C’est vrai que ça peut être très difficile quand on aborde ces problématiques de changement climatique à un repas de famille ou à un anniversaire, on va tout de suite nous accuser de casser l’ambiance, nous accuser d’être rabat-joie et c’est pas facile. Je rejoins tout à fait vos patients et vos patientes qui vous disent qu’ils ont le sentiment de ne pas être écoutés. Si on n’est pas entouré de personnes qui, comme nous, sont sensibles à ces questions, on peut avoir ce sentiment d’être isolé, j’en conviens totalement.

C’est vraiment un gros thème la difficulté de maintenir les liens parfois par rapport à ces sujets-là. Je pense qu’on est tous touchés d’une manière ou d’une autre par les phénomènes actuels. Quand on est dans le déni, on est touché aussi mais on a tellement de mécanismes de défense qui se mettent en place qu’on fait comme si cette réalité n’existait pas. C’est une manière de l’appréhender qui est aussi tout à fait entendable. On a chacun des rythmes différents et des manières de pouvoir accueillir la réalité. Ce que je perçois aussi beaucoup chez mes patients, ce qui est difficile, c’est qu’on a envie de pouvoir convaincre les autres, on a envie d’essayer de prêcher un peu la bonne parole, de favoriser la sensibilisation et je m’aperçois vraiment que c’est extrêmement compliqué parce qu’à partir du moment où on n’a pas soi-même fait un travail sur ce que Michel Maxime Egger appelle le ‘compostage de ses émotions’, on va pas pouvoir transmettre une information qui va être entendable, on va transmettre de la peur, de l’angoisse, un sentiment d’urgence. C’est très important déjà, avant de chercher à partager l’information, d’être au clair soi-même avec ce que ça nous fait vivre. J’invite beaucoup mes patients à adopter un peu la preuve par l’exemple, de manière à donner envie. On donne envie aux gens de faire quelque chose qui nous enthousiasme, on ne donne pas envie aux gens de rejoindre des mouvements parce que ça fait peur, parce que la planète est en train d’être débordée de plastique. Ce n’est pas une bonne manière de transmettre l’information et de convaincre. Ce qui me semble aussi important de souligner c’est que on n’est pas tous égaux, on a une temporalité qui est différente donc la manière dont les gens vont pouvoir accepter les informations, ça va dépendre de plein de choses, ça va dépendre de leur histoire, ça va dépendre de leur capacité à pouvoir accueillir ça et on n’a pas tous le même rythme. C’est la diversité qui fait la richesse. C’est important de pouvoir prendre conscience de ça et savoir quand c’est trop. Il faut vraiment y aller avec bienveillance et délicatesse. La bienveillance, c’est un mot qui devient récurrent mais la lucidité et la bienveillance, ça me semble être deux maîtres-mots quand on veut parler de ces thématiques.

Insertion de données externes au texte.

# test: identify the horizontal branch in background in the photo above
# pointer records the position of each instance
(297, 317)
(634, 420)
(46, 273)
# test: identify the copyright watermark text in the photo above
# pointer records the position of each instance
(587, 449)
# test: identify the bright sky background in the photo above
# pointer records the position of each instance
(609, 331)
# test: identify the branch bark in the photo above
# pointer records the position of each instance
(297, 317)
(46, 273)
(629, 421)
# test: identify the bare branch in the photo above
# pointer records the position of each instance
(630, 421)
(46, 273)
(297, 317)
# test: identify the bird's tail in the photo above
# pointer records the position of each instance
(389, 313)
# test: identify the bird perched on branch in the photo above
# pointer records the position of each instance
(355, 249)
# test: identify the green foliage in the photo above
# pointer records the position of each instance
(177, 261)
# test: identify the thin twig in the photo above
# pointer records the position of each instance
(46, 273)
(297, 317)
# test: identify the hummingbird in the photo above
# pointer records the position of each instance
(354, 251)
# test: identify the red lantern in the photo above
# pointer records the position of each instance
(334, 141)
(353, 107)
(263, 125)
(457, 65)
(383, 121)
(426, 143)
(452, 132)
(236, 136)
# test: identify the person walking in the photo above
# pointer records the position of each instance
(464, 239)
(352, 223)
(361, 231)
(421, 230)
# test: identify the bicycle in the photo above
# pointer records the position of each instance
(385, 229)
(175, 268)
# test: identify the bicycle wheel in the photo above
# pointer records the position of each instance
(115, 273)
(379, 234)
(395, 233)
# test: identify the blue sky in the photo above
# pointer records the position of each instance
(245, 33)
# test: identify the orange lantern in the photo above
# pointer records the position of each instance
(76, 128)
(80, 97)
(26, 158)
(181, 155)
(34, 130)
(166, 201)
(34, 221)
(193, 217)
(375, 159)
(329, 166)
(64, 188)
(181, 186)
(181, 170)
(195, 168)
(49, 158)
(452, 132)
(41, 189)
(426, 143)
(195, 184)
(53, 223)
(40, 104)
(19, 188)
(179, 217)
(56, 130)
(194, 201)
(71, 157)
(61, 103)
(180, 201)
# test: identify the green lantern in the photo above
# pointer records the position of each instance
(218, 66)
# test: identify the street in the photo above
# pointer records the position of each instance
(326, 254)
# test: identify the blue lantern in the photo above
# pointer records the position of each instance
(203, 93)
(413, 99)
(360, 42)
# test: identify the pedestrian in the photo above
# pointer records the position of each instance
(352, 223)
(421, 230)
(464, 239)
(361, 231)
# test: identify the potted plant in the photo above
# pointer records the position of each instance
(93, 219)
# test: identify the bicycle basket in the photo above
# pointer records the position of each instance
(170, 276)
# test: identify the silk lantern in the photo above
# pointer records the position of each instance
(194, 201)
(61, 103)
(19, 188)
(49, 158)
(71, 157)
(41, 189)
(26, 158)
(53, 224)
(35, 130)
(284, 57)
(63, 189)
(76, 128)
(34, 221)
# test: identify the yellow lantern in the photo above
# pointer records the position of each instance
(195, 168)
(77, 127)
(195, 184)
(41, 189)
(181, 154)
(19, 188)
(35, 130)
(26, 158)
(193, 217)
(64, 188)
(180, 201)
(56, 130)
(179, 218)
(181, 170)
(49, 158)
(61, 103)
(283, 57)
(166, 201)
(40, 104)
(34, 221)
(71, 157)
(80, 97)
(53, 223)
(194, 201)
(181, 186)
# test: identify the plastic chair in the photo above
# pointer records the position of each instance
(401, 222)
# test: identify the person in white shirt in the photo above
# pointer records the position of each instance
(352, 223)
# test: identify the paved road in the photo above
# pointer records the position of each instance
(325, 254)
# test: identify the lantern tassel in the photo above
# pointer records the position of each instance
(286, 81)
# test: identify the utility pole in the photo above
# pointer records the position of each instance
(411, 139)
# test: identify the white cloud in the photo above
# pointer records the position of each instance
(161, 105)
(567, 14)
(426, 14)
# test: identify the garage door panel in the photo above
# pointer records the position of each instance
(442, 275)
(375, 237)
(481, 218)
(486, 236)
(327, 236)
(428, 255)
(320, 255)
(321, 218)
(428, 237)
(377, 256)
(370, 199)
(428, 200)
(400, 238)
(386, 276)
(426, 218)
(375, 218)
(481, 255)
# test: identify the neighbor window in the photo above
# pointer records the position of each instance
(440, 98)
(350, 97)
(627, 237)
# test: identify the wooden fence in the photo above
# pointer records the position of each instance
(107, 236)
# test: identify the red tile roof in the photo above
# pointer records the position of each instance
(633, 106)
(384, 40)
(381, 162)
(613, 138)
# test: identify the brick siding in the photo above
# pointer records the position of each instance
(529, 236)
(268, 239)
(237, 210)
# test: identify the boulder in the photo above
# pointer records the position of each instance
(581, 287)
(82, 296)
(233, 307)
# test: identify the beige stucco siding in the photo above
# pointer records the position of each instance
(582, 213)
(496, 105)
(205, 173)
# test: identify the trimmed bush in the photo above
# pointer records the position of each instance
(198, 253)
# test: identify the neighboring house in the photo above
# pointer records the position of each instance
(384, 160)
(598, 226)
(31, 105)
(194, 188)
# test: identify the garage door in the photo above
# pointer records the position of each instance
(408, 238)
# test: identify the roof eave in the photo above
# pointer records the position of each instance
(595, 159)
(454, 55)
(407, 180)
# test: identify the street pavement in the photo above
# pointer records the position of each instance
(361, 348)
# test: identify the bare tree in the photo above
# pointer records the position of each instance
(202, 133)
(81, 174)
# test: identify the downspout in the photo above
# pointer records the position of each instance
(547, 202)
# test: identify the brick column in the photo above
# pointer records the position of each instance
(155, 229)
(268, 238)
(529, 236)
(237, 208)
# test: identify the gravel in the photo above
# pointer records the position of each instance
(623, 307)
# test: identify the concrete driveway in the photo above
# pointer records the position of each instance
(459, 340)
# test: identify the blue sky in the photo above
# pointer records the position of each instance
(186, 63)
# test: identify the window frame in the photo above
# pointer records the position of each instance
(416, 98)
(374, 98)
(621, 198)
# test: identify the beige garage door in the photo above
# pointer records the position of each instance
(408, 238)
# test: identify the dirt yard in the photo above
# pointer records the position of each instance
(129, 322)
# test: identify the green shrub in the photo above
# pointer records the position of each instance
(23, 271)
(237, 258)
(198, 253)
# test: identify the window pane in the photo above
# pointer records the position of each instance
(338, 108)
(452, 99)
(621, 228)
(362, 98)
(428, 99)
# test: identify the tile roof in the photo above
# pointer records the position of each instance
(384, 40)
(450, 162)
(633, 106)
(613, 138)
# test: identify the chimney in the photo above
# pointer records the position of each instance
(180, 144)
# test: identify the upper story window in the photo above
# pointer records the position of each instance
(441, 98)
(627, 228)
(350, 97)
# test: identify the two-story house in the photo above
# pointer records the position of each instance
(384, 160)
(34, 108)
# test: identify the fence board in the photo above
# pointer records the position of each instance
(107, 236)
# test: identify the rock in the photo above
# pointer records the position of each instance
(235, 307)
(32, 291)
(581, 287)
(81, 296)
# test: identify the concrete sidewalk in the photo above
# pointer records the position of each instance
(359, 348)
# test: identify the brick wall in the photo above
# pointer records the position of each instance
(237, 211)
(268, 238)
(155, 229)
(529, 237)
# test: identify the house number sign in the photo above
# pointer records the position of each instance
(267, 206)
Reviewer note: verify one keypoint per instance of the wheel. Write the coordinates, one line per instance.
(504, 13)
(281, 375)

Et accepter aussi que parfois on ne va pas entrer dans ce débat-là, on ne va pas entrer dans cette confrontation parce qu’émotionnellement, c’est trop pour nous et qu’il vaut mieux tout simplement se mettre en retrait. C’est quelque chose à laquelle j’ai été confrontée à plusieurs reprises et où finalement je me suis dit : « Ecoute, Jeane, pour te préserver, ne débats pas, laissons les idées là où elles sont, laissons la conversation filer mais n’entre pas dans ce conflit-là car à l’heure actuelle, tu n’en as pas la force émotionnelle. »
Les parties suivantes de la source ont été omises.